The couple, from Klamath Falls, Ore., tends a small garden with squash, zucchini, garlic and other produce, as well as an assortment of wildflowers. While Elliott said they enjoy growing their own food, he never before considered selling at the local market.
He and Rae came Feb. 23 to the Oregon Small Farms Conference at Oregon State University in Corvallis, looking for ways to improve their farm stand heading into year two. One lesson in hindsight, Elliott said, was they probably focused too much on crop diversity, and not enough on quantity.

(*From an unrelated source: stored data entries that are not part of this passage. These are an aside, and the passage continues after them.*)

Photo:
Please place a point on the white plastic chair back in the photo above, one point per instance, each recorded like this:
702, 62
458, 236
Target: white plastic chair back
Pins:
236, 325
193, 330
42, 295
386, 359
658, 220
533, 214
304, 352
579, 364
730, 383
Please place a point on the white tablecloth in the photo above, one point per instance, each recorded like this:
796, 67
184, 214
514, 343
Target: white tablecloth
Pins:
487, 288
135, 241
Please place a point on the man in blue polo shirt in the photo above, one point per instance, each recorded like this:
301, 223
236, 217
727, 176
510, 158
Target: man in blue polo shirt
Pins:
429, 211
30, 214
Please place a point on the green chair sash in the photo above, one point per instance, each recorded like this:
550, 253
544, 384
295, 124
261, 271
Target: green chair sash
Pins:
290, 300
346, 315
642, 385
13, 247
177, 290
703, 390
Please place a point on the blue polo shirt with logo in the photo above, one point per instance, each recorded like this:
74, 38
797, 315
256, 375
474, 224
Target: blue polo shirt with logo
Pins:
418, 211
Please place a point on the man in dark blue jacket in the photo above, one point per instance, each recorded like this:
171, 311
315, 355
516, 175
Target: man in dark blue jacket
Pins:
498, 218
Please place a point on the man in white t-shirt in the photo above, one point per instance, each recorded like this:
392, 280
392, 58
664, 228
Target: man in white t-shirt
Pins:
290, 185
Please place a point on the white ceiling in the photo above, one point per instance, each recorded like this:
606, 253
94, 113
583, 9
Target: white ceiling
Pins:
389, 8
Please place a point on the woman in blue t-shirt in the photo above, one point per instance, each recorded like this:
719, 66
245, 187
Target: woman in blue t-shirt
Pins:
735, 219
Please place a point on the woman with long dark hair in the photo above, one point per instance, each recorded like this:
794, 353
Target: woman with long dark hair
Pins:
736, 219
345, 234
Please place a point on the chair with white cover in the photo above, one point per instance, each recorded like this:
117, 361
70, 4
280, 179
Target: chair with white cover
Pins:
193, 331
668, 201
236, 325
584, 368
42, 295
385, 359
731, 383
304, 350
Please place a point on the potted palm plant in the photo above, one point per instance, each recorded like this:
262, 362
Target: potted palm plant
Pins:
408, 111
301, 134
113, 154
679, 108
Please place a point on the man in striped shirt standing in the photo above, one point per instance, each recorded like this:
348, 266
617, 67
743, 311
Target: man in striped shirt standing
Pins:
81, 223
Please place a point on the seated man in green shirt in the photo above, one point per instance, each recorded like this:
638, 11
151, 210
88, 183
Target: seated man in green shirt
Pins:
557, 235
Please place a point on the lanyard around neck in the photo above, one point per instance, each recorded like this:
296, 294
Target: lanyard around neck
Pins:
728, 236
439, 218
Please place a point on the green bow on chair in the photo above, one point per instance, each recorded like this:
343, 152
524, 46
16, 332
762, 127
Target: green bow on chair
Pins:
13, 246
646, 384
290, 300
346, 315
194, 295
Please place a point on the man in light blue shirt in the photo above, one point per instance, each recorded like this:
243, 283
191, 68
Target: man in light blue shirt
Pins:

“We weren’t predictable for our customers,” he said. “We just want to refine, and get better.”
As the farm manager for Dragonfly Transitions — a therapeutic training and mentoring group for young adults in Southern Oregon — Rae is no stranger to running a successful farm, though she said she gained a lot at the conference by hearing from other farmers about their past experiences and mistakes.
“It was really experiential, which I think farming totally is,” she said.
More than 900 people from across the state gathered at OSU for the annual Small Farms Conference, featuring a full day of educational talks on topics ranging from growing techniques to markets to bills under consideration at the Oregon Legislature. A trade show was also split between two buildings, the LaSells Stewart Center and CH2M Alumni Center, on campus.
Lauren Gwin, associate director for the OSU Center for Small Farms and Community Food Systems, said small farms are a not only a key part of the state’s agricultural economy, but also environmental sustainability. Of approximately 35,000 total farms in Oregon, about 32,000 are classified as small farms under the USDA’s definition, meaning they make less than $350,000 in annual income.
“They are a huge part of our state,” Gwin said. “These farmers contribute to our dinner tables, they contribute to clean water and clean air, and they contribute to the vibrancy or our communities.
In many cases, Gwin said small farmers serve as the face of local agriculture at farmers’ markets in larger cities, creating a link across the urban-rural divide.
The Center for Small Farms, through OSU Extension Service, offers a variety of classes and networking opportunities for small farmers to find their niche and connect to markets. Gwin said the conference also gives farmers a sense of community, and a shot of excitement for the season to come.
“I just look around and people’s faces are lit up,” she said. “They’re going to take what they learn here, they’re going to take all this energy, and they’re going to go back to their own farms.”
Megan Corvus has been coming to the conference for five years, and said she enjoys seeing her friends and hearing what everyone has to say during the sessions. Corvus and her partner, Talina, started Blackbroom Farm in the Willamette Valley six years ago, raising chickens for eggs and a small herd of meat animals, including lambs and goats.
“After winter, coming to the conference is a great way to get ready for the season,” Corvus said.
It may be “mud season” now, but Corvus said small farmers should be thinking about what they are going to do next season, and how they are going to get it done. The conference, with its educational sessions and experiential mentality, is a great way to get those creative juices flowing, she said.
“It’s a good jolt (of energy),” she said. “Half of the value is just hearing what other people have to say at the sessions.”